Si Louis-Philippe Boulet, Simon-Pierre Moreau, Hélène Villeneuve et Julie Turmel, de l’Institut universitaire de cardiologie et de pneumologie de Québec – Université Laval, se sont penchés sur cette question, c’est que, paradoxalement, une telle adaptation aurait pu fournir une explication aux problèmes respiratoires induits par l’exercice chez les athlètes d’élite. Ces problèmes sont monnaie courante, surtout chez les athlètes d’endurance et chez ceux qui s’entraînent en piscine. Ainsi, une étude à laquelle a collaboré le professeur Boulet a révélé qu’aux Jeux olympiques de Pékin de 2008, 25% des nageurs et 22% des athlètes en nage synchronisée avaient un certificat médical leur permettant de recourir à un bronchodilatateur. Une autre étude menée en 2010 par son équipe auprès de 162 athlètes d’élite de la grande région de Québec a révélé que 41% d’entre eux souffraient, la plupart à leur insu, d’asthme induit par l’exercice.

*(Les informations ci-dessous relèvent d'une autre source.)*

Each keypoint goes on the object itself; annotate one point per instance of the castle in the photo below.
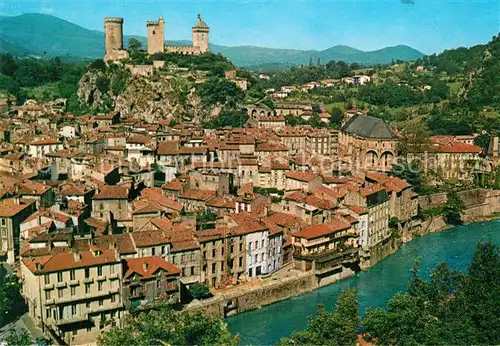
(113, 29)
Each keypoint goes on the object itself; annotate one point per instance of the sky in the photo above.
(427, 25)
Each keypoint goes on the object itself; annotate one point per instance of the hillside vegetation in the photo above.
(45, 35)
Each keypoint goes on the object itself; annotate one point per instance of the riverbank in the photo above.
(455, 245)
(287, 283)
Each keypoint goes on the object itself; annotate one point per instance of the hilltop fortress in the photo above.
(113, 30)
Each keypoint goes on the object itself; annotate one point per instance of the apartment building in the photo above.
(74, 296)
(13, 212)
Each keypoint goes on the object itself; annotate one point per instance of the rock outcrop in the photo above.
(147, 98)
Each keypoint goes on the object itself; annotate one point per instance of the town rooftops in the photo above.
(112, 192)
(366, 126)
(67, 260)
(147, 267)
(10, 207)
(448, 144)
(322, 230)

On sait que l’entraînement intensif provoque une augmentation de la densité des petits vaisseaux sanguins dans les muscles du corps et dans le muscle cardiaque. Si une adaptation similaire se produisait dans la paroi des bronches, l’air inhalé serait mieux réchauffé et humidifié, limitant ainsi la déshydratation des voies respiratoires, fait valoir le professeur Boulet. Cette adaptation aurait toutefois un prix. La dilatation des vaisseaux et l’augmentation du flot sanguin pourraient favoriser la libération de molécules pro-inflammatoires et la formation d’oedème entravant le passage de l’air dans les bronches, ce qui expliquerait les problèmes respiratoires des athlètes.

Pour tester cette hypothèse, les chercheurs ont invité à leur laboratoire 23 athlètes et 23 sujets peu actifs. Chaque groupe était composé de 12 participants qui présentaient des symptômes d’asthme ou d’hyperréactivité bronchique (une condition souvent pré-asthmatique) et de 11 sujets qui en étaient exempts. À l’aide d’une sonde, les chercheurs ont mesuré la température de l’air inhalé et celle de l’air expiré par chaque participant pendant et après un test d’hyperventilation de 6 minutes. Résultat? Le passage de l’air dans les voies respiratoires s’est traduit par un réchauffement moyen de 5,8 °C pendant le test et de 4,7 °C pendant les 30 minutes suivantes. Toutefois, ces valeurs étaient similaires dans les quatre groupes de sujets.

«Il ne semble pas exister de mécanisme adaptatif permettant aux athlètes de mieux réchauffer et humidifier l’air pour prévenir la déshydratation des muqueuses respiratoires, résume le professeur Boulet. Lors d’une activité physique intense, les athlètes d’élite peuvent inhaler jusqu’à 200 litres d’air à la minute, soit 40 fois plus qu’une personne au repos. Quand la température est très froide et que l’air est sec, leurs voies aériennes subissent un stress très important, ce qui explique pourquoi tant d’athlètes doivent prendre des bronchodilatateurs et des anti-inflammatoires. C’est loin d’être un caprice, parce qu’il y a véritablement une atteinte au système respiratoire.»

Alex Harvey

Les athlètes d'élite comme Alex Harvey peuvent inhaler jusqu'à 200 litres d'air à la minute. Quand la température est froide et que l'air est sec, leurs voies respiratoires subissent un stress très important.